Depois de passar por algumas dificuldades para definir as larguras dos traços e letras, consultei no livro Designing Type quais são os caracteres básicos das maiúsculas: O e E. O caractere O vai definir todas as curvas das maiúsculas, enquanto que o E define as espessuras de traço e principalmente o formato das terminações. Tendo o E, com operações simples eu consigo desenvolver o F, H, I, L e T. Esse é o lado bom da caixa alta. As letras não variam tanto em forma, pois muitas delas usam a mesma estrutura.
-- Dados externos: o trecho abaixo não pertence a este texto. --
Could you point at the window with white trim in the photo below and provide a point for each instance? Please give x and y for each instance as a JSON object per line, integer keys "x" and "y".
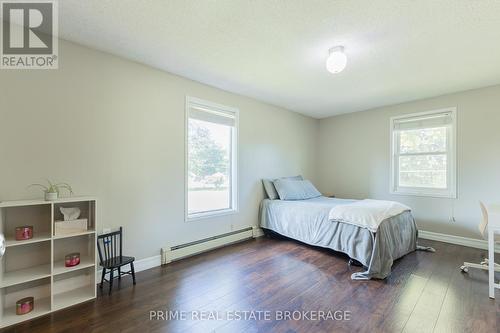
{"x": 211, "y": 159}
{"x": 423, "y": 151}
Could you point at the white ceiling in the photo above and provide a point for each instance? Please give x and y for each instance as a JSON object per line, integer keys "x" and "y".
{"x": 275, "y": 51}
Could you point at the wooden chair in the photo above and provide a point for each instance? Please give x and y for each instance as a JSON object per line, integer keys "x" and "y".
{"x": 109, "y": 247}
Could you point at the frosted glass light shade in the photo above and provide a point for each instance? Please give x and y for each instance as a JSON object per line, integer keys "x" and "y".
{"x": 337, "y": 60}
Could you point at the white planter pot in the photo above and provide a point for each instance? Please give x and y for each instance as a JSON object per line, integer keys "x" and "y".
{"x": 51, "y": 196}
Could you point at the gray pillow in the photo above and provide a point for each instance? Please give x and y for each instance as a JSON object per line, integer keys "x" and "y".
{"x": 296, "y": 189}
{"x": 269, "y": 186}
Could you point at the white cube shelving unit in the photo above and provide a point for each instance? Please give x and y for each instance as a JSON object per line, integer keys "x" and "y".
{"x": 36, "y": 268}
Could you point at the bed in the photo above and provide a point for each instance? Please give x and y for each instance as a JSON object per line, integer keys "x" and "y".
{"x": 308, "y": 221}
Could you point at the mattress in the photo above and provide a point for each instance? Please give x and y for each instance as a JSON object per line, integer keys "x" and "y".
{"x": 307, "y": 221}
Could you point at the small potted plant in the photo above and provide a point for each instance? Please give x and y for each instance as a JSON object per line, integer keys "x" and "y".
{"x": 52, "y": 190}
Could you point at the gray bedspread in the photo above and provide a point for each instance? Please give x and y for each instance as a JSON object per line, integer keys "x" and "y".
{"x": 307, "y": 221}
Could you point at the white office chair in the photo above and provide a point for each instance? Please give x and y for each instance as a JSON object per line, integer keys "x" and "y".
{"x": 483, "y": 229}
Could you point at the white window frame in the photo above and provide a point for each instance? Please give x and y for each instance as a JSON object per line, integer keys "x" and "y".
{"x": 451, "y": 153}
{"x": 200, "y": 103}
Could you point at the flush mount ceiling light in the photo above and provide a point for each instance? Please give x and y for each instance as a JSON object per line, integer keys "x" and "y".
{"x": 337, "y": 60}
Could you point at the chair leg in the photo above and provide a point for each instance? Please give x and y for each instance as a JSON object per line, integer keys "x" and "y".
{"x": 102, "y": 277}
{"x": 133, "y": 271}
{"x": 111, "y": 280}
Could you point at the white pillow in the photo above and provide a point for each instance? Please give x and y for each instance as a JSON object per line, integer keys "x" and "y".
{"x": 269, "y": 186}
{"x": 296, "y": 189}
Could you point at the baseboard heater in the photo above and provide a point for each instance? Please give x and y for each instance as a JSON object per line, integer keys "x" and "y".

Caracteres derivados do O e do E

Caracteres derivados do O e do E

Tive uma semana muito cheia e não consegui trabalhar na fonte em casa. Ainda faltam 11 caracteres maiúsculos mas, para poder fazer um teste da fonte em um texto, comecei a desenhar a pontuação. Por enquanto só desenhei o ponto e a vírgula. Os dois caracteres são baseados no pingo do i, apenas um pouquinho maiores. E logo na primeira impressão, o Fabio me apontou que a vírgula estava muito tímida e poderia ser confundida com um ponto, em especial em tamanhos pequenos. Com base nisso, repensei esse caractere. Notei também que ele estava muito caligráfico (apesar de eu ter tirado a forma da descendente do j). Optei então por uma forma mais reta, mais coerente com a proposta de uma fonte sem serifa cativante e inovadora.

Testes do ponto e de diferentes variações da vírgula.

Testes do ponto e de diferentes variações da vírgula.

E por enquanto é isso. No próximo post falarei sobre o último encontro do curso e o resultado da empreitada.